The BSEC is planning to work on the junk stocks in three stages.

In the first phase, it will upgrade the companies that are very close to booking profits, or have large retained earnings or adequate cash flow.

There are two to five companies in this stage and a decision will be taken about them by checking the last few years’ financial reports, said Islam, who was previously the dean of the Dhaka University’s faculty of business studies.

In the second stage, the regulator will support the companies that are struggling but are making an honest effort to return to profit.

“And in the final stage, we will punish the worst performers by either changing their boards or by deploying administrators,” Shibli Rubayat-Ul-Islam said, who is the newly appointed chairman of BSEC.

The Bangladesh Securities and Exchange Commission (BSEC) has issued an ultimatum to 42 listed companies who failed to comply with the mandatory rule on joint ownership of a minimum of 30 percent shares in their firms’ paid-up capital. The commission has sent letters to the companies asking them to comply with the mandatory 30 percent shareholding rules within 60 days, sources said. The purchase of shares must be announced within 15 working days. If any company fails to comply with the rules within this time; the commission will take regulatory actions.

All those initiatives, incentives and news giving hope to the investors as famous actor Christopher Reeve (the superman of Hollywood) said, once you choose hope, anything’s possible.

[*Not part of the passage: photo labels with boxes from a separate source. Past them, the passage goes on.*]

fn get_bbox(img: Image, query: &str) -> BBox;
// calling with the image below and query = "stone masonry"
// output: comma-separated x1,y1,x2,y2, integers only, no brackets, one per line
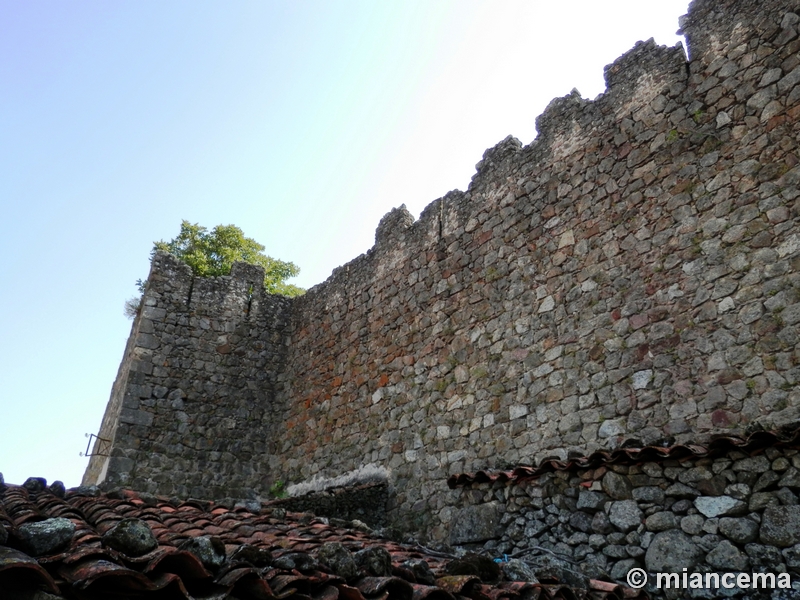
84,0,800,559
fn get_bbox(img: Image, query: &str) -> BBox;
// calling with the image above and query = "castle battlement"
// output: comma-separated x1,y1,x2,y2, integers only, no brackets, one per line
84,0,800,552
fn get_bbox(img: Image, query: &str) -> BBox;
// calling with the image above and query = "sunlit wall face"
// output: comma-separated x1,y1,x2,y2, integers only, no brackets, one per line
0,0,687,486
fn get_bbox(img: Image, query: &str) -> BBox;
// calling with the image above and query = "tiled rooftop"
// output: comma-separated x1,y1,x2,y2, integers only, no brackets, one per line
0,478,639,600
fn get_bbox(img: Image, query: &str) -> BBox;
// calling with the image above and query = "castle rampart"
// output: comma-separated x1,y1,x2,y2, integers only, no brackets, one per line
87,0,800,560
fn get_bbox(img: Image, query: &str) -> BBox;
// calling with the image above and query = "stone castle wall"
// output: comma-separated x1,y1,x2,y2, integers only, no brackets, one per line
90,0,800,552
84,253,291,499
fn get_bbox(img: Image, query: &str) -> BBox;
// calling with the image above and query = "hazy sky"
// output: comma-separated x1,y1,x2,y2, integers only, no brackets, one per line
0,0,687,487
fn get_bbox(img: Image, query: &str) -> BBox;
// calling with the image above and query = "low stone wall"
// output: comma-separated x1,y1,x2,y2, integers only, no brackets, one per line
270,482,389,529
450,448,800,597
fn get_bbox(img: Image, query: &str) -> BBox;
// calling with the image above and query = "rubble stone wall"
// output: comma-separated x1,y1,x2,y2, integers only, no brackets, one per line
271,0,800,540
84,253,291,499
90,0,800,541
449,448,800,597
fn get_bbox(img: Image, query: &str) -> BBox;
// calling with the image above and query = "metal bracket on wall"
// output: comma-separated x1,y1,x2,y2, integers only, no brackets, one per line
79,433,111,456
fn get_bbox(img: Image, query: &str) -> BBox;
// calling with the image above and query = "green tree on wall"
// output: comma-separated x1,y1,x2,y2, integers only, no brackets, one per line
125,221,305,319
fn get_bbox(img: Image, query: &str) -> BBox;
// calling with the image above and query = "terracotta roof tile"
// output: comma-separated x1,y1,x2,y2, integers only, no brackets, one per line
0,481,636,600
447,429,800,489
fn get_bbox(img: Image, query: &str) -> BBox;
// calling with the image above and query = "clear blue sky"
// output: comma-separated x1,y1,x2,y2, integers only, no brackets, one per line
0,0,687,487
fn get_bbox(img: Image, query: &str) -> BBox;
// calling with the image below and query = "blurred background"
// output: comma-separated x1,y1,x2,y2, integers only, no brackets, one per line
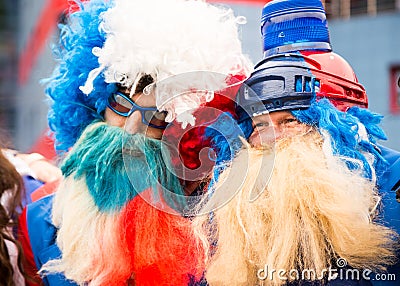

New BSEC team wants to establish the concept that capital market is the main source of fund for industrialization. BSEC Chairman, Professor Shibli Rubayat-Ul-Islam pledged to give support to work with VCPEAB on policies to nurture the emerging industry. BSEC will Help Boost the Startup and Venture Capital Ecosystem. He also said, “Our stock market has remained only equity-based. I will focus on launching bond, debenture, Sukuk and alternative investment fund in the market”. He also wants to make DSE a ‘truly’ digitalized trading platform. All those promises and visions is helping all the interest parties gaining confidence and hope.
Hopefully, like Lotus, capital market will shows us the ability to rise from the mud! As Netflix new superhit “DARK” TV serial theory says “Der anfang ist die ende und der ende ist der anfang.” Means, the beginning is the end and the end is the new beginning.